Claudine s’arrêta encore…

– Vos amants songent plus à se harnacher ou à courir aux conciliabules qu’à chercher les joies de l’amour, dit tranquillement Fausta.

– C’est cela même, madame, fit Claudine stupéfaite et souriante. Que serais-je donc devenue si vous n’aviez eu pitié de moi et de ma pauvre abbaye?…

– Voyons, dit Fausta avec une sorte de bonhomie, vous disiez qu’il vous manquait…

– Je ne le disais pas, madame, mais il me manque six mille livres…

– En sorte que si je mettais encore à votre disposition une vingtaine de mille livres…

– Ah! madame! je serais sauvée… pour cette fois encore! s’écria Claudine dont les yeux étincelèrent de joie.

– Et vous pourriez attendre patiemment le grand événement!…

– Certes!… surtout s’il ne se fait pas trop désirer, ajouta Claudine en riant.

– Eh bien!, écoutez, mon enfant.
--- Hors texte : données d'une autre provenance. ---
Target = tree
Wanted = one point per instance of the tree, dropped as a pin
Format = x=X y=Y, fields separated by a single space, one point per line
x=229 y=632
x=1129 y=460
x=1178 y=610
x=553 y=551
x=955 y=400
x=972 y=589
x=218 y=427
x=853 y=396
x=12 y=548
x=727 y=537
Dans peu de jours… prenons une date: le vingt-deux d’octobre, par exemple…

– Ce jour me convient, madame.

– Eh bien!, ce jour-là, envoyez en mon palais un homme sûr: il vous rapportera les deux cent mille livres convenues.

Claudine fit un bond.

– Qu’avez-vous, mon enfant? demanda paisiblement Fausta.

– Vous venez de dire… balbutia Claudine… mais c’est une erreur…

– J’ai dit deux cent mille livres, et ce n’est pas une erreur…

Claudine de Beauvilliers devint très pâle et murmura:

– Cette somme… cette somme énorme…

[6] La cellerière est l’économe dans un monastère.